String Quartet No.2 in D major

Recommended recording

Curated by Mary Elizabeth Kelly, Primephonic Curator

About this work

Borodin's String Quartet No. 2 in D major differs from many of the composer's other works in two ways: it was completed quickly, during August 1881, and it lacks a published program. These two factors may be related; Borodin dedicated the quartet to his wife Ekaterina, and it was written as an evocation of when they met and fell in love in Heidelberg 20 years earlier. The composer seems to have represented himself in this quartet with the cello (he was an amateur player), while Ekaterina is portrayed by the first violin. Each of the movements is warm and blissful, the whole suggesting the depiction of a growing, deepening love. The first movement opens with a sweet, sighing melody, traded between first violin and cello in an almost conversational manner. Borodin and Ekaterina dominate the rest of the movement with a beguiling discourse; even the development brings effortless, serene reshapings of the exposition's melodies, and the luminous coda rounds out the movement nicely. A Scherzo, written in a free sonata form, follows. The light first subject skips along gracefully, while the second subject is reminiscent of a waltz; both are gentle dances, gently handled. The development is in more decisive duple rhythm, but the recapitulation soon brings back the triple rhythm and its attendant character. Borodin and Ekaterina reappear in the famous Nocturne which follows. Over a luminous gauze of accompaniment from the second violin and viola, the cello introduces a long, tender, ardent melody marked cantabile ed espressivo.
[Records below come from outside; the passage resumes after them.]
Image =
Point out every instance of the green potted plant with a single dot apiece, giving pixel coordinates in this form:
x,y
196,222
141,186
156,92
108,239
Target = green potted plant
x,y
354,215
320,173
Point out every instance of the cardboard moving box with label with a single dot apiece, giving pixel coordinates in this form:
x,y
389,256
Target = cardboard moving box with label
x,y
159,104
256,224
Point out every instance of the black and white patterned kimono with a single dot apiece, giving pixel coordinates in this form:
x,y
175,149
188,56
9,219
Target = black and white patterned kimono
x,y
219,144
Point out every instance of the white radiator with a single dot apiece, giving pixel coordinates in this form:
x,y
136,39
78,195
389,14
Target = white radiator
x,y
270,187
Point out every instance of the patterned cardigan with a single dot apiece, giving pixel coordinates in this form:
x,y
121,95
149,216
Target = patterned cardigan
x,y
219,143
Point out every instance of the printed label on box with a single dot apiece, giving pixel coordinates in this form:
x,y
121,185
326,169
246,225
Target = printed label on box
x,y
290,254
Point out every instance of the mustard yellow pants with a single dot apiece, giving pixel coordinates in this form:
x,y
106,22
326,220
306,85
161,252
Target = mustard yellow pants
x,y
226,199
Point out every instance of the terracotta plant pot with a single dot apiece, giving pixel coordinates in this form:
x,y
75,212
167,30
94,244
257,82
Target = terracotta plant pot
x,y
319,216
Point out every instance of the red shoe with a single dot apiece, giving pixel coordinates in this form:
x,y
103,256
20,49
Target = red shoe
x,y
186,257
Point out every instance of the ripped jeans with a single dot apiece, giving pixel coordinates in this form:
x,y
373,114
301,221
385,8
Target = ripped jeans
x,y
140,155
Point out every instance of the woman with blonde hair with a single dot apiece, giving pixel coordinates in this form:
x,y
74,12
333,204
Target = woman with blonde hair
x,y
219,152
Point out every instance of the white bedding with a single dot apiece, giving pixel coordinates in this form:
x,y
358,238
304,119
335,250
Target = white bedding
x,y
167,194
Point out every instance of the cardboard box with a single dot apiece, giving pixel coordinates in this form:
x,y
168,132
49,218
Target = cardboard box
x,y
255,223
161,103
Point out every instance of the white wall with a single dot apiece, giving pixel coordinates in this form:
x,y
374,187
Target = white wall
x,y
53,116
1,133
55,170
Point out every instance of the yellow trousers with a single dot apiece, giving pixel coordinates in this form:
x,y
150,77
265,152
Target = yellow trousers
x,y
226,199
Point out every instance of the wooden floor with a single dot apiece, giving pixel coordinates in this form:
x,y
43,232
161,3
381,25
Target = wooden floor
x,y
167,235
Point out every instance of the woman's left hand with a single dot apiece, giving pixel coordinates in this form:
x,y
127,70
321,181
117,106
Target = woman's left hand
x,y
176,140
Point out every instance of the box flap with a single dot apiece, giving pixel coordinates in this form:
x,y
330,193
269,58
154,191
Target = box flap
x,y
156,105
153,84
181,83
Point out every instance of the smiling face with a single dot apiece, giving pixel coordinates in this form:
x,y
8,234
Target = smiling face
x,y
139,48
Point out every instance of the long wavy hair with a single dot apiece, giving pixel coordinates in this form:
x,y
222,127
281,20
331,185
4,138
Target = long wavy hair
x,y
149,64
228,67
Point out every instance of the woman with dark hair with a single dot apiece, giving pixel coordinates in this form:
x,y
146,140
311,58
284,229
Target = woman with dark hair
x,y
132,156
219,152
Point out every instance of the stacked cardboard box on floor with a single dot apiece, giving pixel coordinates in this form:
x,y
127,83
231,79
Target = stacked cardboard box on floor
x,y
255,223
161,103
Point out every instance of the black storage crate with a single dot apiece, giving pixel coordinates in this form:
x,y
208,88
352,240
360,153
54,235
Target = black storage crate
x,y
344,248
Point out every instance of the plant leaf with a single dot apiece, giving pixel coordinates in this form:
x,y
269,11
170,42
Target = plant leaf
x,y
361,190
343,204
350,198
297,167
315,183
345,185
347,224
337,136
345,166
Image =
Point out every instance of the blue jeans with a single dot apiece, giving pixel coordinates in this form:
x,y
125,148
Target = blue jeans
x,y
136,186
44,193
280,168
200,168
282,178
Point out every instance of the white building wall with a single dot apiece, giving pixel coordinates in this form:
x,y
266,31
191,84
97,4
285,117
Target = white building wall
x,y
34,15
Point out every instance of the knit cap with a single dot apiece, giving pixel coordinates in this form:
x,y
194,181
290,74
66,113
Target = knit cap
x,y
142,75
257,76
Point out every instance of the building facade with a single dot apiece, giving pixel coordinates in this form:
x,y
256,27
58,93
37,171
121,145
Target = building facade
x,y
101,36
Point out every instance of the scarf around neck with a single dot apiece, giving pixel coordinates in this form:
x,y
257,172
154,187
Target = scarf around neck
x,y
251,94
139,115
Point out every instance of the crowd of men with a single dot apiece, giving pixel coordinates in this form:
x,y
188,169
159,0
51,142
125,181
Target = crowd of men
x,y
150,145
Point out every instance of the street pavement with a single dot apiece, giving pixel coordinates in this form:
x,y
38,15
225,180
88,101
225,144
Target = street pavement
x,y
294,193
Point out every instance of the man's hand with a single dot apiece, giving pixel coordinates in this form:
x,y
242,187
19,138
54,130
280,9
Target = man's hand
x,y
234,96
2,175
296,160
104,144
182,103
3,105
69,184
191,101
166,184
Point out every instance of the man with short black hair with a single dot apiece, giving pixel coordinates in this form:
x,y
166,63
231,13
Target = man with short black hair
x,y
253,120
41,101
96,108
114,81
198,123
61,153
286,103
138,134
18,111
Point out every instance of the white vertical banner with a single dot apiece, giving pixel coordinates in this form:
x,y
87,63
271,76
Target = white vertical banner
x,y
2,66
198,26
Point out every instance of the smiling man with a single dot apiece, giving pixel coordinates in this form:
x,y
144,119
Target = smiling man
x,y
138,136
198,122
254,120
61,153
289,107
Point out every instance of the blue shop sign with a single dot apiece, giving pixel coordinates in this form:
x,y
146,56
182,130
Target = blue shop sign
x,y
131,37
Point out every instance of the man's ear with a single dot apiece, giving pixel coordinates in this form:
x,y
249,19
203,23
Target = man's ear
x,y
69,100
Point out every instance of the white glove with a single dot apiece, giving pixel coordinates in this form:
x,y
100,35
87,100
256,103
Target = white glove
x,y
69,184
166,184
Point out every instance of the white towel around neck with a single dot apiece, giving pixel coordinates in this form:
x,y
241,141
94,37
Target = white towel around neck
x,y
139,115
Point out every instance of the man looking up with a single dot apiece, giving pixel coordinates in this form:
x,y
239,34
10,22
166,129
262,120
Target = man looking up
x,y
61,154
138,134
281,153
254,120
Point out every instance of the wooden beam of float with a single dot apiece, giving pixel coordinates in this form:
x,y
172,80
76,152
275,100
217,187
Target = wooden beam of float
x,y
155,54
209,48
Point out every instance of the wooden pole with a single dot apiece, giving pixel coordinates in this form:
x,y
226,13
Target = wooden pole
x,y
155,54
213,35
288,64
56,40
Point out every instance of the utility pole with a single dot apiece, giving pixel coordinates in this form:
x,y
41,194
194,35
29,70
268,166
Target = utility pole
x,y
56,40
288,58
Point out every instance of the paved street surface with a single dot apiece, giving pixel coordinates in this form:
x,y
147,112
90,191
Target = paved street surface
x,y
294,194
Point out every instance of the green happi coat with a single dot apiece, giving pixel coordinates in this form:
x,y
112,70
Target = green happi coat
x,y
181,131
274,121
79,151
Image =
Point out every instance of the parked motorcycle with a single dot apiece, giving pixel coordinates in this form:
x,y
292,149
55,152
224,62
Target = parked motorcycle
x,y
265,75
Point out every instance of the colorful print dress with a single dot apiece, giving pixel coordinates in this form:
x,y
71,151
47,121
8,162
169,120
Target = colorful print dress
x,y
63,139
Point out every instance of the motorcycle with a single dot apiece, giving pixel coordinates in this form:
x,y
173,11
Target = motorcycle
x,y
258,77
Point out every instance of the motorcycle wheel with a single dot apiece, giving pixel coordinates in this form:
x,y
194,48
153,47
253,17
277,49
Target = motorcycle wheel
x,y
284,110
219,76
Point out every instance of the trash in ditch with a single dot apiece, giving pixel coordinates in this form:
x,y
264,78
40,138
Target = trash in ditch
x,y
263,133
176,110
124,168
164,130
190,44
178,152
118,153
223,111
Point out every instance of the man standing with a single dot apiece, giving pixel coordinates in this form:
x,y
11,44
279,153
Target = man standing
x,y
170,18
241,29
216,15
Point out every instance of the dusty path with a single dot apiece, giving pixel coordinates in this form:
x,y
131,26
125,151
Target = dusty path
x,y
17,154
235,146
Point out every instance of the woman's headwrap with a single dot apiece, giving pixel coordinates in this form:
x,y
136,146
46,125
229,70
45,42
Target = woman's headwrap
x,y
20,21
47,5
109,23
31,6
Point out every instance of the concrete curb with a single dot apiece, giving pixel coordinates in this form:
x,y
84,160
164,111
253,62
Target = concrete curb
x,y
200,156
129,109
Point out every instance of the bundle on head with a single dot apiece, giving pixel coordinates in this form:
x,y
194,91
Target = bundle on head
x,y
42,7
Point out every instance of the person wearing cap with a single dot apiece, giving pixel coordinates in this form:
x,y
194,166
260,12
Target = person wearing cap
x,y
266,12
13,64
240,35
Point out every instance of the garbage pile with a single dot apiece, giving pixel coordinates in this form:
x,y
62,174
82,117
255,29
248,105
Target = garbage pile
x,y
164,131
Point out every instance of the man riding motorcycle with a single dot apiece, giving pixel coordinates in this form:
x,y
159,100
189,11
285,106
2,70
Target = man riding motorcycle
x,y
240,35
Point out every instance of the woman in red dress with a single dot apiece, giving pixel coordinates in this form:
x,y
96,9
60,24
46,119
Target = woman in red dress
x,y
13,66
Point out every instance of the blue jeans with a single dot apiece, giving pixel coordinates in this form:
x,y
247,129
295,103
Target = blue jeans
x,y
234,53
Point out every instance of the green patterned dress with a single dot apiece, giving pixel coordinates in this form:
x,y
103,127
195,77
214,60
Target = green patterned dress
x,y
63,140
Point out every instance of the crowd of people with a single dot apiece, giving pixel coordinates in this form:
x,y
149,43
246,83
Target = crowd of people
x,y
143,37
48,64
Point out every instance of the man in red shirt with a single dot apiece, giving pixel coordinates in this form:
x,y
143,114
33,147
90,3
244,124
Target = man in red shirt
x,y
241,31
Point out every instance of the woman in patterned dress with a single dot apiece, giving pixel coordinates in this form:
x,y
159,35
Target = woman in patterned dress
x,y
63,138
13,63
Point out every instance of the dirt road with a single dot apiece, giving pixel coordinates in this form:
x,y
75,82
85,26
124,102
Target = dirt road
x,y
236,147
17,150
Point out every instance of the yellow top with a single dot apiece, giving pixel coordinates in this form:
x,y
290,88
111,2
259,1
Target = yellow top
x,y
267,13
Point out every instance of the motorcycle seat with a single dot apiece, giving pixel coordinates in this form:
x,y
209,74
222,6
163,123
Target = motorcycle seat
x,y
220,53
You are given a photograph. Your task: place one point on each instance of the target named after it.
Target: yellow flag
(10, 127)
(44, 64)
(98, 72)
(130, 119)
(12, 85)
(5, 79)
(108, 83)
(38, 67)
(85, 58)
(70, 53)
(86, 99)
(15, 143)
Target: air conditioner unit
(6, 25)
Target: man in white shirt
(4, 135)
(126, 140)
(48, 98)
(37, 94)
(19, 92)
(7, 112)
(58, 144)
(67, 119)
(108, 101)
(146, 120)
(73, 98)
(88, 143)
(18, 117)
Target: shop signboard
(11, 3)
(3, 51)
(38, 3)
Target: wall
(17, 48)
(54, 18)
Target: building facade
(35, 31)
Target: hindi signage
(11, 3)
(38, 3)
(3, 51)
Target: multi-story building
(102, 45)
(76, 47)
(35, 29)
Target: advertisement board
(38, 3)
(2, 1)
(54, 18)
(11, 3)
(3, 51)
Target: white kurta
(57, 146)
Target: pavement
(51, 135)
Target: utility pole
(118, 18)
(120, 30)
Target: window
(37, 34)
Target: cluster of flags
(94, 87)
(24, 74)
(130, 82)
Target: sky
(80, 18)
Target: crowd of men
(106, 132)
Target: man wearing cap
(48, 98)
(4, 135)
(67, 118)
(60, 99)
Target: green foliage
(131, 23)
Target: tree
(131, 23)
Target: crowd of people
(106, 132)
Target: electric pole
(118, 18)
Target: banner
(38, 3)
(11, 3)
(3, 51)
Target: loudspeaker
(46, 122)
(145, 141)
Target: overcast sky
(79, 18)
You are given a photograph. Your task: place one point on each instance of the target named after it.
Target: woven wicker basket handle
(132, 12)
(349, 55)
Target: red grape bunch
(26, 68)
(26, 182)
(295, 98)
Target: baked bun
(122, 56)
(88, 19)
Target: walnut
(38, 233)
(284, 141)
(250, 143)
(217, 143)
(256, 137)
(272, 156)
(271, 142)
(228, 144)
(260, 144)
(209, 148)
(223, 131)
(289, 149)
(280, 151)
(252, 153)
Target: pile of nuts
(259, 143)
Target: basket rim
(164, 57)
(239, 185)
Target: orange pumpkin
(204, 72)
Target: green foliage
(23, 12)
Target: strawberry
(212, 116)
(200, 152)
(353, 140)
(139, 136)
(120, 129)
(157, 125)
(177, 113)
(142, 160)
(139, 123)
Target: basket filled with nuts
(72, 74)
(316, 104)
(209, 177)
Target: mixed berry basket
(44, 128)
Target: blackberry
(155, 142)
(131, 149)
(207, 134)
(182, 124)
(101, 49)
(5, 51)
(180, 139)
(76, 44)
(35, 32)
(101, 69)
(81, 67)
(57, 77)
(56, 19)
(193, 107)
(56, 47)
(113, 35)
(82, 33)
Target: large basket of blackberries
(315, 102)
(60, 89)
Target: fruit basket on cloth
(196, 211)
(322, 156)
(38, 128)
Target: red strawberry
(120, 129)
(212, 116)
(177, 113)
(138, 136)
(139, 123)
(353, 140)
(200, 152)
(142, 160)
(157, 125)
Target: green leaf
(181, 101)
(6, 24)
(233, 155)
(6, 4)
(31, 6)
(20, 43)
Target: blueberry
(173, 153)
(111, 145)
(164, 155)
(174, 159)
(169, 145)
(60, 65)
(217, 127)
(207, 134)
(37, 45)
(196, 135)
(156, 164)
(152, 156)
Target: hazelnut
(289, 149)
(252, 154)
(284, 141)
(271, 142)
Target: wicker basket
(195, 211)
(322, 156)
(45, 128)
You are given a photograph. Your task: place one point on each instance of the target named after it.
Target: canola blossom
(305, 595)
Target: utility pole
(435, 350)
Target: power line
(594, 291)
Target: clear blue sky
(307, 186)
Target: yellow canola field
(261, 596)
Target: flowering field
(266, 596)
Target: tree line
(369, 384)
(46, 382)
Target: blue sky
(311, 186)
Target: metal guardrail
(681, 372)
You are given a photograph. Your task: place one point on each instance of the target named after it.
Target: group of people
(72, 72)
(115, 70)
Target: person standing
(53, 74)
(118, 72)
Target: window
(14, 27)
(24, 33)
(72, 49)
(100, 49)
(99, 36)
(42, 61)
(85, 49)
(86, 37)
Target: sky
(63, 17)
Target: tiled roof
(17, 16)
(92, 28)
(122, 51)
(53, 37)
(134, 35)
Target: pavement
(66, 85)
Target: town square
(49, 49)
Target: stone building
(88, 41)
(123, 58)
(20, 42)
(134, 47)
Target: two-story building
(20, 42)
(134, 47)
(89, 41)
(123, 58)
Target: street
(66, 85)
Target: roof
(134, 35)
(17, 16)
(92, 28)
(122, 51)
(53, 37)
This melody soon passes to the first violin, which plays it over commentary from the cello. A more decisive second theme enters on both instruments, which develop it before playing the first theme in an intimate canon. The first theme lingers until the end of the movement, when in a long coda it ascends until the violin and cello play it together in a silvery thread of tone. The finale begins with an Andante introduction, as if unwilling to come down from the emotional heights of the previous movement, soon leading into a quicksilver, energetic Vivace, whose long coda provides a fittingly joyous conclusion to the entire work. As love letters go, Borodin's String Quartet No. 2 is unsurpassed; as string quartets go, it is deservedly loved.